A 0.02 kg weight produces an extension of 0.02 m in a vertical spring. A mass of 0.1kg is suspended at its bottam and is left after putting down. What is the period of oscillation ?

To solve the problem, we will follow these steps: ### Step 1: Identify the given data We have the following information: - Mass \( m_1 = 0.02 \, \text{kg} \) produces an extension \( y = 0.02 \, \text{m} \). - New mass \( m_2 = 0.1 \, \text{kg} \) is suspended from the spring. ### Step 2: Calculate the spring constant \( k \) The extension produced by a mass hanging from a spring is given by Hooke's Law: \[ F = k \cdot x \] where \( F \) is the force applied (weight of the mass), \( k \) is the spring constant, and \( x \) is the extension of the spring.
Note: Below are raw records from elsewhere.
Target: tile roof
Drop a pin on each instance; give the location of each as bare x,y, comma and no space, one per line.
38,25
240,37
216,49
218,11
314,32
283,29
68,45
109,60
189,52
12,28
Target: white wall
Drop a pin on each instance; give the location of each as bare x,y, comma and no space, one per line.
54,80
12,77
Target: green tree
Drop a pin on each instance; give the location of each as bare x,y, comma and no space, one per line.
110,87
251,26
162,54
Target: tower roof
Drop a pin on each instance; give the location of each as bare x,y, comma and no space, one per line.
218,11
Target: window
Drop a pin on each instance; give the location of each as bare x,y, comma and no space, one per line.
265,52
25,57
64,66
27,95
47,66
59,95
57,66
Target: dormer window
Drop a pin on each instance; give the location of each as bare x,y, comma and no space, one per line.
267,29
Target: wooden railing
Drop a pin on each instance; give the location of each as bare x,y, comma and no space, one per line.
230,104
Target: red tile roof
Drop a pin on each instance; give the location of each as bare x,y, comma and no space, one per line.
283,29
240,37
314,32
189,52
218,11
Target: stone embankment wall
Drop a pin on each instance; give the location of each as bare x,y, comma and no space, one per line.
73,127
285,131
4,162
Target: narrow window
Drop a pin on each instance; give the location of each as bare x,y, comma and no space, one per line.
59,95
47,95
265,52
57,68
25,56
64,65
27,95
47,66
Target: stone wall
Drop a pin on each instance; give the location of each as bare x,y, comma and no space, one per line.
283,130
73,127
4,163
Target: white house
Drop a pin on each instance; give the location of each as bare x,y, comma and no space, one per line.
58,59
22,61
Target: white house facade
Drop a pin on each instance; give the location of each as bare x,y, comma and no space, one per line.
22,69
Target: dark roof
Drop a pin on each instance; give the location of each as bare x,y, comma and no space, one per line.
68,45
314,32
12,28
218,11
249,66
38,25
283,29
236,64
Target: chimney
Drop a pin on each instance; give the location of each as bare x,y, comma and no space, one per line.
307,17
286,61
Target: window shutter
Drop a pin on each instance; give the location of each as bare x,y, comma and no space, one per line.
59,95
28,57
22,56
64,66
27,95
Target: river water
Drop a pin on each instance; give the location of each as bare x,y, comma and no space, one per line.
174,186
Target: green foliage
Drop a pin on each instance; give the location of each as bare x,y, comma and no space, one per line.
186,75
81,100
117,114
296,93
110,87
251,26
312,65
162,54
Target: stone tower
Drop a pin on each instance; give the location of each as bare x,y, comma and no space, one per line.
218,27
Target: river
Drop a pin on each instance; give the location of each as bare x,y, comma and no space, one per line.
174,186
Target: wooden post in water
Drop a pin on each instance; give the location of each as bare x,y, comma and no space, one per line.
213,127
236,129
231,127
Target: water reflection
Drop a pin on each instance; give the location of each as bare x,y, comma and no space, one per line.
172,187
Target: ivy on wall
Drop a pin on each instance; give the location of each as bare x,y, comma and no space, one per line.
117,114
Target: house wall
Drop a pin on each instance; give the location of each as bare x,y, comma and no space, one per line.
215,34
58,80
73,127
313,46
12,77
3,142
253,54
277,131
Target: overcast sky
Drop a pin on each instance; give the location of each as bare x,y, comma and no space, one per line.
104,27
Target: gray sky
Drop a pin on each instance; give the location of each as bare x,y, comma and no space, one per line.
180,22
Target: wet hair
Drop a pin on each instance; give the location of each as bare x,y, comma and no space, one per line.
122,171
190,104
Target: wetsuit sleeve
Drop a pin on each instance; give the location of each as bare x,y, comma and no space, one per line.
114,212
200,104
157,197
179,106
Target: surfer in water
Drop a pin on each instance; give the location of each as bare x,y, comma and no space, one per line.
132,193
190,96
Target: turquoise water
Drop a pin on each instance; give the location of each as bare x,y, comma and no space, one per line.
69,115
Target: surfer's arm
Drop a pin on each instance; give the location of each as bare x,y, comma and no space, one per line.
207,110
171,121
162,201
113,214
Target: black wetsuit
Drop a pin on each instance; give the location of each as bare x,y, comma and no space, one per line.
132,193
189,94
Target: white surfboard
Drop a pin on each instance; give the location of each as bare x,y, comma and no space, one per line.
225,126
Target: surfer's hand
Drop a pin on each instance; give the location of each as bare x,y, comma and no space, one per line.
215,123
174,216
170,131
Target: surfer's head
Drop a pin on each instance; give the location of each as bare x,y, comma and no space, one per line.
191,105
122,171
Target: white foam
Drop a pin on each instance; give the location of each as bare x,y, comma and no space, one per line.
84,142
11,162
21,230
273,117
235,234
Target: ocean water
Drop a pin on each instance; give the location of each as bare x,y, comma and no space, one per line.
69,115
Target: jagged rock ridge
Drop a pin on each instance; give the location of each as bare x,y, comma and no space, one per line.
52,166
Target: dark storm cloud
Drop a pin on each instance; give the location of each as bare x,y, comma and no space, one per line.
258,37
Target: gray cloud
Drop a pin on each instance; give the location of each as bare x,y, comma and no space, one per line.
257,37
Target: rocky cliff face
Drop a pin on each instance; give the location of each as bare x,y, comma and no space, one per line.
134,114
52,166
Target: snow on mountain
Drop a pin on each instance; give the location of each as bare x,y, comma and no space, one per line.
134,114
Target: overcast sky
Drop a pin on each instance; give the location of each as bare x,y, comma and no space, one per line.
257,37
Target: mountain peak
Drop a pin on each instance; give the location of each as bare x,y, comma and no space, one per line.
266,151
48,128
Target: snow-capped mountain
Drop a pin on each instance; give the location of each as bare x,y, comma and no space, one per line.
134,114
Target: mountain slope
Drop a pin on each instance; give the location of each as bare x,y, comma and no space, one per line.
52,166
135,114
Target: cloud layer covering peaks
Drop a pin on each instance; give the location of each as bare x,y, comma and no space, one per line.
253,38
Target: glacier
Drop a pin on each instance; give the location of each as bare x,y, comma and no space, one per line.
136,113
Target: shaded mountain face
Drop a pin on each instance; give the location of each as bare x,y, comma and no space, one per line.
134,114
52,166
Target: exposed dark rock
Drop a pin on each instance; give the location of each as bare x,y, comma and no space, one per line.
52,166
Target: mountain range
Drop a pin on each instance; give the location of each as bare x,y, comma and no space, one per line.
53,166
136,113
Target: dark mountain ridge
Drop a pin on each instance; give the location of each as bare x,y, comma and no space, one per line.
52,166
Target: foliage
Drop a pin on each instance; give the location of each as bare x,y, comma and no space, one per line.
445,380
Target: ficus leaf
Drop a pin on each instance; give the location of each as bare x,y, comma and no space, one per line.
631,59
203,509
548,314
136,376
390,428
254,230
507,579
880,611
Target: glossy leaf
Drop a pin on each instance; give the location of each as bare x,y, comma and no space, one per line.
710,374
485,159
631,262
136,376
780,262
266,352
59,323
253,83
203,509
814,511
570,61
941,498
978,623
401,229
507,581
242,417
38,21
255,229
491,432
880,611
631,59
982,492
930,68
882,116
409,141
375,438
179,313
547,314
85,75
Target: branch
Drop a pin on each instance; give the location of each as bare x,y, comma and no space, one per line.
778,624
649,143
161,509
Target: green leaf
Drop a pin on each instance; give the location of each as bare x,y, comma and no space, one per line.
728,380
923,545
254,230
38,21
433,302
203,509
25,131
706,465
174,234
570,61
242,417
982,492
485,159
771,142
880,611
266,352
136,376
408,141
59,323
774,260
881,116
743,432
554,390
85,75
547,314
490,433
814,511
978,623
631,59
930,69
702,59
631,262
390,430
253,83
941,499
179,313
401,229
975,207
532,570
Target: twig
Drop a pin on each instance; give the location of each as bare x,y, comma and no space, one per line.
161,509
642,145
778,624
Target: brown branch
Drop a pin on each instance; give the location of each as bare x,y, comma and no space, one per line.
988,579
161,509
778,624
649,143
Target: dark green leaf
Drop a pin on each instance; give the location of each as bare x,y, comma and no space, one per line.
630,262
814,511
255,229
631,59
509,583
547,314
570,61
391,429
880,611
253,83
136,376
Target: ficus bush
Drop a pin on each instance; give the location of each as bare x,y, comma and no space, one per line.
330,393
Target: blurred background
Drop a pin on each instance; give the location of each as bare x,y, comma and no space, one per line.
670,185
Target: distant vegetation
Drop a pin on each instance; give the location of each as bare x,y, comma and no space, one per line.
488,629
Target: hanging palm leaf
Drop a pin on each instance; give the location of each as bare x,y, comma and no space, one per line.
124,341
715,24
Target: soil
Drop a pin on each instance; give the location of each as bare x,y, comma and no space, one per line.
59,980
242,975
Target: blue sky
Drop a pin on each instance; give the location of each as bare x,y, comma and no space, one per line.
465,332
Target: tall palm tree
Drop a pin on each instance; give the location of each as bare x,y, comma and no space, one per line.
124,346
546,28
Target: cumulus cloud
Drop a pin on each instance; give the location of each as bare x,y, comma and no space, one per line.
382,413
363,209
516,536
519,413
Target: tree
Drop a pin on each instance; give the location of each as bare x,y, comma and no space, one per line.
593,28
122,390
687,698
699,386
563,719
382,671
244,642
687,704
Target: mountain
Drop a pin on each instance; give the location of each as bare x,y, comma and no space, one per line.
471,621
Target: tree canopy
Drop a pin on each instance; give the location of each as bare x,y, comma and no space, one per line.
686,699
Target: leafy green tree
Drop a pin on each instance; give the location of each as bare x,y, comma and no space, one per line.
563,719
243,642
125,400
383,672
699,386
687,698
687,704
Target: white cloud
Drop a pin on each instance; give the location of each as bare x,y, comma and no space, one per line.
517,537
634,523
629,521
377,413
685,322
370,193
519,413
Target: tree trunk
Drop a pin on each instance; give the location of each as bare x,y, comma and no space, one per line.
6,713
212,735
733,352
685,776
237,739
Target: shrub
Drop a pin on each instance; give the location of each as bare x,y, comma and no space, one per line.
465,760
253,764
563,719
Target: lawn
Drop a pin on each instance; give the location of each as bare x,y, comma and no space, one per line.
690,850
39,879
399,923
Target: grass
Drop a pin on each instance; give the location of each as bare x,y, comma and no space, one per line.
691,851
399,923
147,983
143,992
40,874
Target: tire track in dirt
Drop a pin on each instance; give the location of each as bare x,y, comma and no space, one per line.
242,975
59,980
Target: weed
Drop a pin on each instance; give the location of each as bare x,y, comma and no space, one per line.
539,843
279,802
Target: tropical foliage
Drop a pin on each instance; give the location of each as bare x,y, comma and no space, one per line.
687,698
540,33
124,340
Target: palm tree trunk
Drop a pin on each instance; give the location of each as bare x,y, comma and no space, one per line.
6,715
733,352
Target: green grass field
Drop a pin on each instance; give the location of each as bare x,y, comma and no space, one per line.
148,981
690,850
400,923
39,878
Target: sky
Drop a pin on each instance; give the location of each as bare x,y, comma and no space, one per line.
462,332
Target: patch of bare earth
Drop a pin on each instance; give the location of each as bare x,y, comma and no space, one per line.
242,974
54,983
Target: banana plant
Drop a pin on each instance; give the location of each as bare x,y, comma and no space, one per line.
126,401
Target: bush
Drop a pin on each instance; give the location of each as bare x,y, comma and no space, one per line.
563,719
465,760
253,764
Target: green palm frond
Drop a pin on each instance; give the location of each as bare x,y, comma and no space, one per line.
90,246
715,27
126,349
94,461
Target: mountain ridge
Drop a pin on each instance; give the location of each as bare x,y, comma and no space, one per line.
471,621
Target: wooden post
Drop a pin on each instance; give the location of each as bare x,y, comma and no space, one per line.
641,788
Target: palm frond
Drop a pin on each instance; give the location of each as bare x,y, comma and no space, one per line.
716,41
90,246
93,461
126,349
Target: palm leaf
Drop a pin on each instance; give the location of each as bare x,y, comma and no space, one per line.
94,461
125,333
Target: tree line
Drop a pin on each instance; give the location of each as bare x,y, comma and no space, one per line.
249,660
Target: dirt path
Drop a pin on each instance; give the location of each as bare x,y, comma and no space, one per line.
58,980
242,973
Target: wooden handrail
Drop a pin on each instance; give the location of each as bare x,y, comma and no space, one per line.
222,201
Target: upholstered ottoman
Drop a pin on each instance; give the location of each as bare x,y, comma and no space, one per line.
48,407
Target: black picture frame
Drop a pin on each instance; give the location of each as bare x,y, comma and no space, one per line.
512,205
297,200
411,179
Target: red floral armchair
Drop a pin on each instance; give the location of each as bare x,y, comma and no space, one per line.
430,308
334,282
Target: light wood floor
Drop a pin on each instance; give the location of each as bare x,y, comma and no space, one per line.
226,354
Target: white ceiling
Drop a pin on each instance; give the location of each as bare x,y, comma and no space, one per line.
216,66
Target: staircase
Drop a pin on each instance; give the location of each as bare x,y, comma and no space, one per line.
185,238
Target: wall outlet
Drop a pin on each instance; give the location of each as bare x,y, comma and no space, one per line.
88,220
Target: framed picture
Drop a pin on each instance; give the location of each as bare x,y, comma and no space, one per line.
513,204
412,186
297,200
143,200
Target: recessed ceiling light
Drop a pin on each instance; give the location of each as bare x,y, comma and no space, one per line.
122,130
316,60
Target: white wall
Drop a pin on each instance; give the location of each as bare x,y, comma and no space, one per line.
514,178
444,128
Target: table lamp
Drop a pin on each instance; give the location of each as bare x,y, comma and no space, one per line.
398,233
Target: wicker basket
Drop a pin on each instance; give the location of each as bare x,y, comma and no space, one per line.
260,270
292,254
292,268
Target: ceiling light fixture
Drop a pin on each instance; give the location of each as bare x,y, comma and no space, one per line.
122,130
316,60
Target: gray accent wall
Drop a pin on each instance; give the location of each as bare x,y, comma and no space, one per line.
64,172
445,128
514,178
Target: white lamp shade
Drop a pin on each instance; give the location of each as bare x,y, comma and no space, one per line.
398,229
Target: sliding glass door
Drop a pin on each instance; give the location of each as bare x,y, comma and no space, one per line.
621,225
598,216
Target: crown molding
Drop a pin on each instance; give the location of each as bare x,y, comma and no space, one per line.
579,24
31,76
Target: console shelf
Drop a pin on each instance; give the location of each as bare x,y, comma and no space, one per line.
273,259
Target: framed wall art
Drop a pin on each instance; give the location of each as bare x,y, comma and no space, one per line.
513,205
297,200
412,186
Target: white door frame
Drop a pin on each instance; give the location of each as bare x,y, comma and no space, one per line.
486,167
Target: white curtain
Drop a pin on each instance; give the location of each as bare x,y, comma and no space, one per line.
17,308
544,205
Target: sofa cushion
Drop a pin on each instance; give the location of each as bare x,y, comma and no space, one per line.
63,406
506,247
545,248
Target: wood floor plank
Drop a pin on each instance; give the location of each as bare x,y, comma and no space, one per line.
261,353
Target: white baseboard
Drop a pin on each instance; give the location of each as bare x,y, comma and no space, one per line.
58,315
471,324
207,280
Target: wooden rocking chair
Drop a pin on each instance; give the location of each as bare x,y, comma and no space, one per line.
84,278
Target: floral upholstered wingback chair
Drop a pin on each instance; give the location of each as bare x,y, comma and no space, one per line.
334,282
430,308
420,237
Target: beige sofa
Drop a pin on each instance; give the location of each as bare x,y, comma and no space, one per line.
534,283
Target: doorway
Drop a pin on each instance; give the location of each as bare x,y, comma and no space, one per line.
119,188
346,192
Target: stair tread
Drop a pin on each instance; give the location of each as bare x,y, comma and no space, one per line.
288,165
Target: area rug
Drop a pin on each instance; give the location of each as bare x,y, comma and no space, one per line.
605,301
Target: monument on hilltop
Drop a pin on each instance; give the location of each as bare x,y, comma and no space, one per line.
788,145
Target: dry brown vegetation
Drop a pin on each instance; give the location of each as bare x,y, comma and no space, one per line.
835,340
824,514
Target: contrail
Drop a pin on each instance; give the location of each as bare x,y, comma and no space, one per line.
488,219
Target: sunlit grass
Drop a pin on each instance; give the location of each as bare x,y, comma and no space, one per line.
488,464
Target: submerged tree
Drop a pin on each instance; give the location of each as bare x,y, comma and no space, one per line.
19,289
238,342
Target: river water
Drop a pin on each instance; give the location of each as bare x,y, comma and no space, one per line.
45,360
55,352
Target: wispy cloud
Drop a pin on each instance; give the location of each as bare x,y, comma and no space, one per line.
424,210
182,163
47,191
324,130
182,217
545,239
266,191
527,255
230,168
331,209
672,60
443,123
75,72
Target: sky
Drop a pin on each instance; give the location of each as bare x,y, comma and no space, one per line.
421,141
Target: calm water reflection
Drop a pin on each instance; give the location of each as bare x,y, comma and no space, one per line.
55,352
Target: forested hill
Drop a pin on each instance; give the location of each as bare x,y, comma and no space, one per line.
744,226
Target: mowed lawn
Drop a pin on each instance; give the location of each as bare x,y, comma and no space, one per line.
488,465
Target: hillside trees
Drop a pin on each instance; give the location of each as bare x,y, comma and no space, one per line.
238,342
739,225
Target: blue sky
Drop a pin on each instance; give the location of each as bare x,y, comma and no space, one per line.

The force due to the weight \( m_1 \) is: \[ F = m_1 \cdot g = 0.02 \, \text{kg} \cdot 9.8 \, \text{m/s}^2 = 0.196 \, \text{N} \] Now, using the extension \( y = 0.02 \, \text{m} \): \[ k = \frac{F}{y} = \frac{0.196 \, \text{N}}{0.02 \, \text{m}} = 9.8 \, \text{N/m} \] ### Step 3: Calculate the period of oscillation for the new mass The formula for the period of oscillation \( T \) of a mass \( m \) attached to a spring with spring constant \( k \) is given by: \[ T = 2\pi \sqrt{\frac{m}{k}} \] Substituting \( m_2 = 0.1 \, \text{kg} \) and \( k = 9.8 \, \text{N/m} \): \[ T = 2\pi \sqrt{\frac{0.1 \, \text{kg}}{9.8 \, \text{N/m}}} \] Calculating the square root: \[ \sqrt{\frac{0.1}{9.8}} \approx \sqrt{0.010204} \approx 0.101 \, \text{s} \] Now substituting this value back into the period formula: \[ T \approx 2\pi \cdot 0.101 \approx 0.634 \, \text{s} \] ### Final Answer The period of oscillation \( T \) is approximately \( 0.63 \, \text{s} \). ---